Reputation: 53
I'm designing a UNION query to merge two tables with customer informations in a oracle 11g database. The first table a is the 'major' source the second table b is a additional source with new and duplicate entries.

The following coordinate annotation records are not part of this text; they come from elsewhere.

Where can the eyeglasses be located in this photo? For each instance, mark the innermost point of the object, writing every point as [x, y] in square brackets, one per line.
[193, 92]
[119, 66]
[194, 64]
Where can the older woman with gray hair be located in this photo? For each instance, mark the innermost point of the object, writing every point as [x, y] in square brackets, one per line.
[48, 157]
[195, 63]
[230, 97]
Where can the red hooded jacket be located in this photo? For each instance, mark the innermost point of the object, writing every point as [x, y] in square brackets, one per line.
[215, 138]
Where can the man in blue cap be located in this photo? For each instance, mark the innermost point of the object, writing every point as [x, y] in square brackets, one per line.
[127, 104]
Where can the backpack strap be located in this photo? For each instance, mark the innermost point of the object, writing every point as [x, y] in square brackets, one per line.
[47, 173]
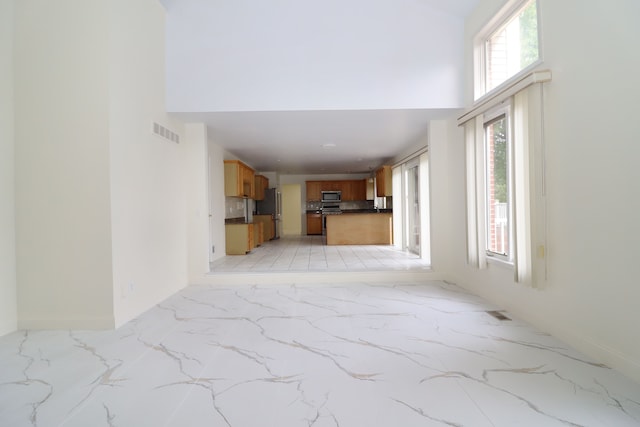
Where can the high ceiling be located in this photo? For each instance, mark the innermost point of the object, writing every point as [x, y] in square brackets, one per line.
[339, 91]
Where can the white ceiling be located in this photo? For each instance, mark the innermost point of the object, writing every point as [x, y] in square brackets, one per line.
[360, 101]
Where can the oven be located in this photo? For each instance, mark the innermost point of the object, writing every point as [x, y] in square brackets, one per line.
[326, 211]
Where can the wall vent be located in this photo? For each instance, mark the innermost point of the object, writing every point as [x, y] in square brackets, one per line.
[498, 315]
[163, 132]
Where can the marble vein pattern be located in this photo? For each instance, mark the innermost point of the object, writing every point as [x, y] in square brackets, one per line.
[296, 355]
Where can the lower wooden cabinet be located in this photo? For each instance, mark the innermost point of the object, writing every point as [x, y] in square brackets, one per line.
[268, 226]
[314, 223]
[239, 238]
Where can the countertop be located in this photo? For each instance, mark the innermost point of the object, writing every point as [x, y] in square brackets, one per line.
[316, 211]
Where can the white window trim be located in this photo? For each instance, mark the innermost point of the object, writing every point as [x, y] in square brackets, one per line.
[505, 92]
[504, 109]
[479, 51]
[529, 266]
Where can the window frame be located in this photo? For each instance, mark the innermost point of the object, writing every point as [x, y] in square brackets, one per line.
[508, 12]
[504, 110]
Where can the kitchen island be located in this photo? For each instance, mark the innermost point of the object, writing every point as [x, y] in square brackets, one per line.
[360, 229]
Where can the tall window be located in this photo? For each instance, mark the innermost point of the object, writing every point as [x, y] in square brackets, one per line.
[508, 45]
[498, 201]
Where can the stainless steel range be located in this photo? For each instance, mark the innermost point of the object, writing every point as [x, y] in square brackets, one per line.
[329, 209]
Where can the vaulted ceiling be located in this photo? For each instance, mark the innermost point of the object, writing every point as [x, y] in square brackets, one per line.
[328, 86]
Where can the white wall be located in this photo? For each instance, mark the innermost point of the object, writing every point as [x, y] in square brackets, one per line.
[300, 55]
[216, 200]
[8, 290]
[593, 198]
[148, 197]
[63, 222]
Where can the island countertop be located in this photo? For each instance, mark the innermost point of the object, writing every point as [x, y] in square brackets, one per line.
[360, 229]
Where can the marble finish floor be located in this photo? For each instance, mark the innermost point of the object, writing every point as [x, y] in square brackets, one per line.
[295, 355]
[310, 253]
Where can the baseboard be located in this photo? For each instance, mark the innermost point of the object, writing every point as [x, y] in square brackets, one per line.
[99, 323]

The duplicates in b can not be eliminated by using UNION in fact of not equal fields like the autoincremented ID which is necessary to select.
Table a
ID CUSTOMER_NUMBER NAME STREET
1 4711 Dirk Downstreet 4
2 4721 Hans Mainstreet 5
Table b
ID CUSTOMER_NUMBER NAME STREET
44 4711 Dirk Downstreet 4 <== Duplicate
4 4741 Harry Crossroad 9 <== new
Expected Result
ID CUSTOMER_NUMBER NAME STREET DATASOURCE
1 4711 Dirk Downstreet 4 SAP <== from a
2 4721 Hans Mainstreet 5 SAP <== from a
4 4741 Harry Crossroad 9 MANUAL <== from b
I'm pretty happy with the following - simplified - trial:
SELECT CUSTOMER_NUMBER,
MAX(ID) KEEP (DENSE_RANK FIRST ORDER BY DATASOURCE DESC) ID,
MAX(NAME) KEEP (DENSE_RANK FIRST ORDER BY DATASOURCE DESC) NAME,
MAX(STREET) KEEP (DENSE_RANK FIRST ORDER BY DATASOURCE DESC) STREET,
FROM
(SELECT "ID","CUSTOMER_NUMBER","NAME","STREET", 'SAP' as DATASOURCE FROM CUSTOMERS
UNION ALL
SELECT "ID","CUSTOMER_NUMBER","NAME","STREET", 'MANUAL' as DATASOURCE FROM CUSTOMERS_MANUAL) united
group by CUSTOMER_NUMBER
But I have to SELECT every single field by DENSE_RANK FIRST ORDER BY DATASOURCE DESC which are about 20 fields ...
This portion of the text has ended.